I felt all through me the coldness of vague dread. Laughter floated into the room
from the street outside. I got to my feet and stood by the window and looked down at the street. Neighbors sat on chairs in the sunlight or stood around talking; children played. I turned away and a moment later found myself wandering through the sun-filled apartment. Had we really lived in darkness all those years? But now that we were in sunlight I had a new darkness approaching. I could not turn from it; there were no streets or alleyways down which I could run. I wandered aimlessly through the rooms of the apartment, and the sunlight seemed strangely cold to me now. I came back into my room and sat at my desk and opened a book. And suddenly I remembered where I had seen the name of Wellhausen before this morning.

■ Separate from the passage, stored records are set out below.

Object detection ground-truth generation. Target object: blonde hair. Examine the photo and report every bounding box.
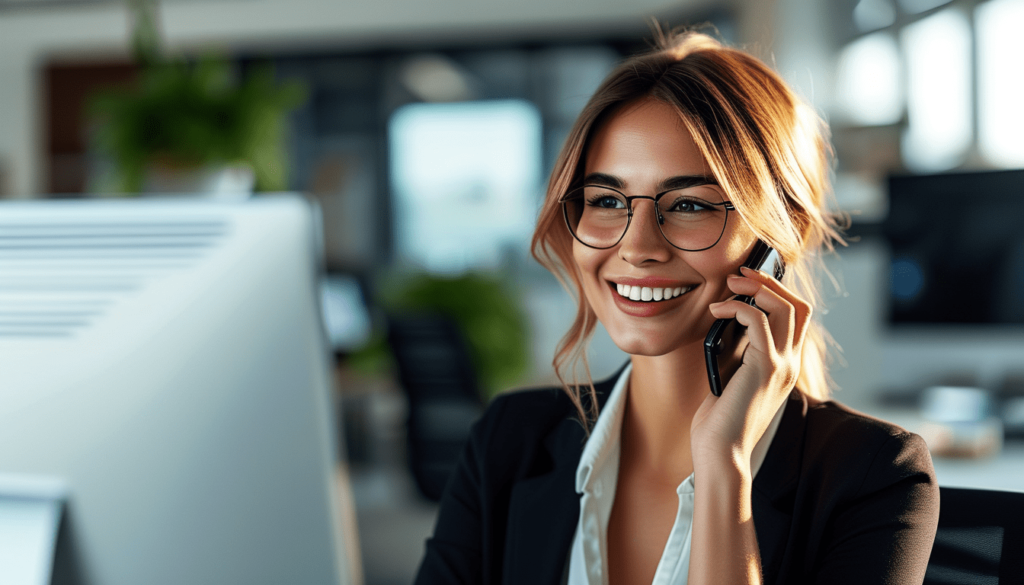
[531,31,842,426]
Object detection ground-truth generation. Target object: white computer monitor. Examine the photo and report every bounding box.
[0,196,358,585]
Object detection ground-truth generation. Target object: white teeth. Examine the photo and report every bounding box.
[615,284,693,302]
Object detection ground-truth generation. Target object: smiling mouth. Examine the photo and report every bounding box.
[615,283,695,302]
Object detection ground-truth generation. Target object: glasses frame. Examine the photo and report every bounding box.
[558,183,736,252]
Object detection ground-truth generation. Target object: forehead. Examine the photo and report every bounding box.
[585,98,711,189]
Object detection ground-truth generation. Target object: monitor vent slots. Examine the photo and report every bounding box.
[0,218,228,339]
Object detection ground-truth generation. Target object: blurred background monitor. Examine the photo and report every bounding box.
[0,196,358,585]
[883,170,1024,326]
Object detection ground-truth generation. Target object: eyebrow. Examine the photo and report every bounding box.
[583,173,718,192]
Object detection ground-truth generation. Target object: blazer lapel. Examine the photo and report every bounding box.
[503,417,585,585]
[752,391,808,583]
[504,370,628,585]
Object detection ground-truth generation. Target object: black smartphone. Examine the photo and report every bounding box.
[705,240,785,396]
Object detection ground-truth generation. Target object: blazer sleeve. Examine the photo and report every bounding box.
[415,398,505,585]
[814,431,939,585]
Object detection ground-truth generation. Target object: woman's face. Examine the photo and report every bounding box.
[572,98,756,356]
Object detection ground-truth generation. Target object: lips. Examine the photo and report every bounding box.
[608,279,696,317]
[615,284,693,302]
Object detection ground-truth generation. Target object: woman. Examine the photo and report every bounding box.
[417,33,938,585]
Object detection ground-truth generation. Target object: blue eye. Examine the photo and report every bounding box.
[587,194,626,209]
[666,198,716,213]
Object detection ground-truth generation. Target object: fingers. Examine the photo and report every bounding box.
[741,267,813,347]
[728,276,797,352]
[710,300,777,356]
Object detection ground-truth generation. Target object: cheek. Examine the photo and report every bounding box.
[572,242,607,306]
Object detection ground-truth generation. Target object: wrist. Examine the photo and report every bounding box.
[693,452,754,492]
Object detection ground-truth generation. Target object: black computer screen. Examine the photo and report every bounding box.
[883,170,1024,326]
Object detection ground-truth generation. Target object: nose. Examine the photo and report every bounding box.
[618,199,672,266]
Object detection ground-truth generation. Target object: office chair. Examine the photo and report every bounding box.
[388,314,483,501]
[925,487,1024,585]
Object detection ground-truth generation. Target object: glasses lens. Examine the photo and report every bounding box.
[657,187,728,250]
[562,186,629,248]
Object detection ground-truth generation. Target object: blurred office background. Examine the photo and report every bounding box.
[0,0,1024,584]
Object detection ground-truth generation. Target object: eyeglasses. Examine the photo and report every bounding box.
[561,184,735,252]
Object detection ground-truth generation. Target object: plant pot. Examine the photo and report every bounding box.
[142,164,256,201]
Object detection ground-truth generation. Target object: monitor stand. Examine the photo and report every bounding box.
[0,474,66,585]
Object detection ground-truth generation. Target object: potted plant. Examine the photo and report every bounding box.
[91,0,304,194]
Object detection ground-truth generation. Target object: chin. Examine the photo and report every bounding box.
[608,331,702,358]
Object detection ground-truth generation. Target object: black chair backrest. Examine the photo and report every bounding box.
[388,315,483,501]
[925,488,1024,585]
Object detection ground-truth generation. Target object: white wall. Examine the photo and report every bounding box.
[0,0,713,197]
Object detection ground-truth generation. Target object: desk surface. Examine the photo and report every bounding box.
[865,409,1024,492]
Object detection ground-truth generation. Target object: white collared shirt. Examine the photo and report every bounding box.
[568,364,784,585]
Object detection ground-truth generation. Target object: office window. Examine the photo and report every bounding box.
[388,99,543,274]
[853,0,896,33]
[974,0,1024,167]
[899,0,949,14]
[900,8,974,172]
[837,33,903,126]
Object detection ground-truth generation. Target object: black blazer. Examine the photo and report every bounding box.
[416,376,939,585]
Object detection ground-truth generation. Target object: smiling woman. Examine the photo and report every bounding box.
[417,28,938,585]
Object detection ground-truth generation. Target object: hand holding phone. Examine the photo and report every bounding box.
[705,240,785,396]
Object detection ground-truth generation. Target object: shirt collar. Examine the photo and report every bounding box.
[575,362,788,494]
[577,362,633,494]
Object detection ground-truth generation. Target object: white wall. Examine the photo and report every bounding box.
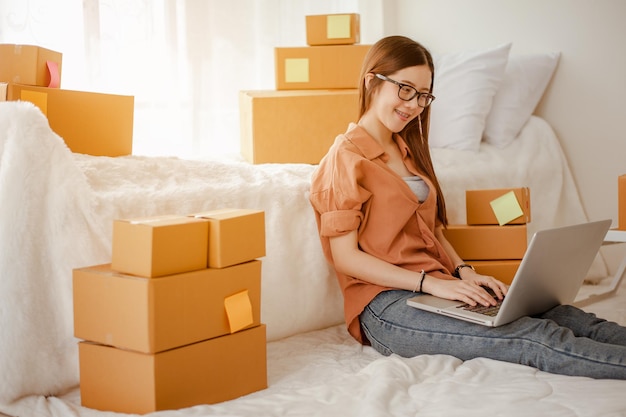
[385,0,626,270]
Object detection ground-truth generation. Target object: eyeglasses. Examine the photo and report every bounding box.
[375,74,435,108]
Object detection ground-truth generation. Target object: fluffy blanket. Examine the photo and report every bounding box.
[0,102,606,403]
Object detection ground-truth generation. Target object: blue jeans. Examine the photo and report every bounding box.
[360,290,626,379]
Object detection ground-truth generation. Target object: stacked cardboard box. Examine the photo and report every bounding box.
[239,13,371,164]
[0,44,134,156]
[444,187,530,284]
[617,174,626,230]
[73,209,267,414]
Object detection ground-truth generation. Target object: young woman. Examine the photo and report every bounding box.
[310,36,626,379]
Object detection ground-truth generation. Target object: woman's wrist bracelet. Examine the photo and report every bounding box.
[413,269,425,292]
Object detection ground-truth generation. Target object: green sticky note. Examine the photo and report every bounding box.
[489,191,524,226]
[224,290,254,333]
[285,58,309,83]
[326,14,350,39]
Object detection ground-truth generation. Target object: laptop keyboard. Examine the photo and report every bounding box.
[457,300,502,317]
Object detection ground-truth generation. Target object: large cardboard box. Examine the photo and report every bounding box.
[73,261,261,353]
[305,13,361,46]
[465,187,530,225]
[78,325,267,414]
[111,215,209,277]
[193,209,265,268]
[443,225,528,263]
[0,44,63,88]
[239,89,359,164]
[275,45,371,90]
[471,259,522,284]
[617,174,626,230]
[8,84,135,156]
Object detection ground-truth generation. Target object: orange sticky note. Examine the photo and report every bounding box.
[285,58,309,83]
[224,290,254,333]
[20,90,48,117]
[326,14,350,39]
[489,191,524,226]
[46,61,61,88]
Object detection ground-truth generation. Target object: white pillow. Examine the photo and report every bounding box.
[483,52,560,148]
[429,43,511,151]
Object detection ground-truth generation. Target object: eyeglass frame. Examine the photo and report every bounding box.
[374,74,436,109]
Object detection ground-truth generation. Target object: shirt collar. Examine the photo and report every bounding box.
[345,123,418,175]
[345,123,385,160]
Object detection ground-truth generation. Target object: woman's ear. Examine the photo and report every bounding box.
[363,72,374,90]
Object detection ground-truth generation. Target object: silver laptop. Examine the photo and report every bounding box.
[407,220,611,327]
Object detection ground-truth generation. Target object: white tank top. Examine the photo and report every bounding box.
[402,175,430,203]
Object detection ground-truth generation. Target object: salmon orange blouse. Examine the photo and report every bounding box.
[309,124,454,343]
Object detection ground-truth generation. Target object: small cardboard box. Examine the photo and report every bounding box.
[443,225,528,262]
[617,174,626,230]
[193,209,265,268]
[0,44,63,88]
[8,84,135,156]
[78,325,267,414]
[305,13,361,46]
[239,89,359,164]
[465,187,530,225]
[73,261,261,353]
[275,45,371,90]
[111,215,209,278]
[468,259,522,284]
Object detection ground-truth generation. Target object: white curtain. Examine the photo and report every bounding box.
[0,0,385,158]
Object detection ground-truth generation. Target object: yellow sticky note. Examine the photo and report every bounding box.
[20,90,48,117]
[326,14,350,39]
[285,58,309,83]
[489,191,524,226]
[224,290,254,333]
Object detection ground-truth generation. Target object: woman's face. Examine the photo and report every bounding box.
[364,65,431,133]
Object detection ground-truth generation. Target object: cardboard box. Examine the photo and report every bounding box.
[467,259,522,284]
[239,90,359,164]
[0,44,63,88]
[275,45,371,90]
[465,187,530,225]
[111,215,209,278]
[8,84,135,156]
[193,209,265,268]
[443,225,528,262]
[73,261,261,353]
[305,13,361,46]
[78,325,267,414]
[617,174,626,230]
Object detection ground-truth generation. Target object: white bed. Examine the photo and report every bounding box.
[0,44,626,417]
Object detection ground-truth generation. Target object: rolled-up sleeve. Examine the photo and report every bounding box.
[309,144,371,238]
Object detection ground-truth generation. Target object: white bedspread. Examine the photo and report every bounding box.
[0,102,626,417]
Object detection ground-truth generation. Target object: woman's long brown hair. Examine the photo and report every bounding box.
[359,36,448,226]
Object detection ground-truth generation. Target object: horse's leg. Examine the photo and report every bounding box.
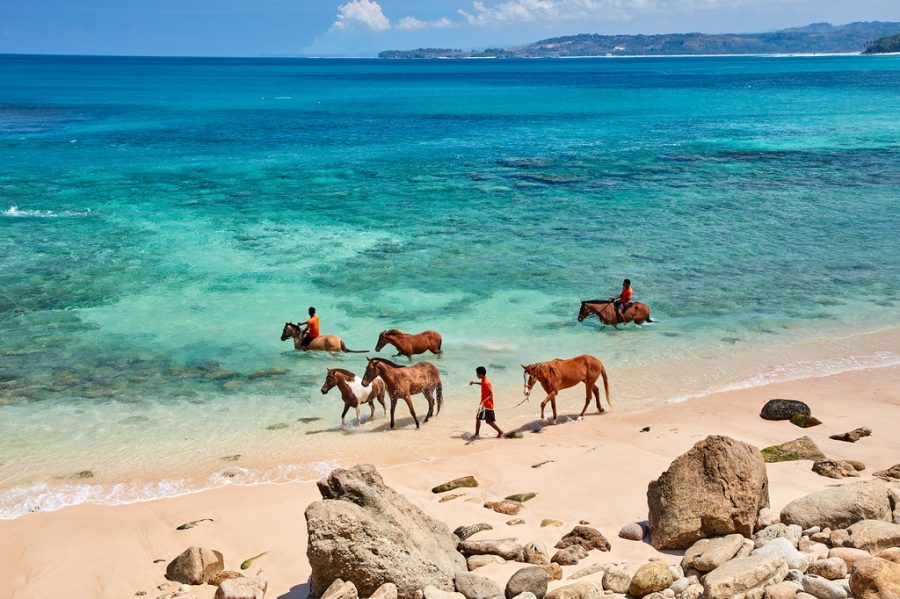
[422,389,434,422]
[403,393,420,428]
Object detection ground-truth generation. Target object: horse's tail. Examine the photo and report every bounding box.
[341,339,369,354]
[600,363,612,407]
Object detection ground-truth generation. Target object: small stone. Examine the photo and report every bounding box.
[619,522,644,541]
[828,426,872,443]
[431,476,478,495]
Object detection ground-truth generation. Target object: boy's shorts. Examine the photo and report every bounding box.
[478,408,497,424]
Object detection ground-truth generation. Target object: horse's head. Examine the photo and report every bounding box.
[281,322,298,341]
[322,368,337,395]
[375,331,388,351]
[362,358,378,387]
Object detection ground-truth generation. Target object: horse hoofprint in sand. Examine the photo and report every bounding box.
[322,368,387,427]
[362,358,444,428]
[522,355,612,424]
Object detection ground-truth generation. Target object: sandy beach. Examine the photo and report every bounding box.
[0,358,900,599]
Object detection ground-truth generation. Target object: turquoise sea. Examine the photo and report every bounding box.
[0,56,900,518]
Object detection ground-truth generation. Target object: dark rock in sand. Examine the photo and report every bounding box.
[759,399,812,420]
[431,476,478,494]
[762,437,827,462]
[828,426,872,443]
[306,465,471,599]
[647,435,769,549]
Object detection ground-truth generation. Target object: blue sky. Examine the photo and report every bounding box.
[0,0,900,56]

From the closet near my desk I pulled out the cartons of books left to me by Mrs. Horowitz. I could not remember which carton the book was in. I went through all the cartons very quickly and could not find it. But I was certain it was in one of those three cartons. I had a picture of the book inside my eyes. I began to go through the cartons once more, slowly this time. I found the book near the bottom of the second carton. I replaced the cartons in the closet and sat at my desk and looked at the book. It was a slim volume titled Die wichtigsten Instanzen gegen die Graf-Wellhausensche Hypothese. It had been written by a Rabbi David Hoffmann and published in 1904 in Germany. I looked at the table of contents, then turned to the Preface and read the following words in the first paragraph:
Virtually all the new scholars of the Bible have come to the single conclusion that the Five Books of the Torah are composed of four sources. The source which these scholars regard as the major and fundamental one, which starts with “In the beginning God created” and to which they link the laws of sacrifice, priesthood, and purity and impurity—this source is signified by these scholars with the letters P or PC (priestly code); the Deuteronomy source is given the letter D, and the other two sources—E and I; in E, God is, according to their words, referred to always as Elohim, and in I, God is most frequently referred to by the name Yahweh. The letters IE indicate a book that is made up of both these sources.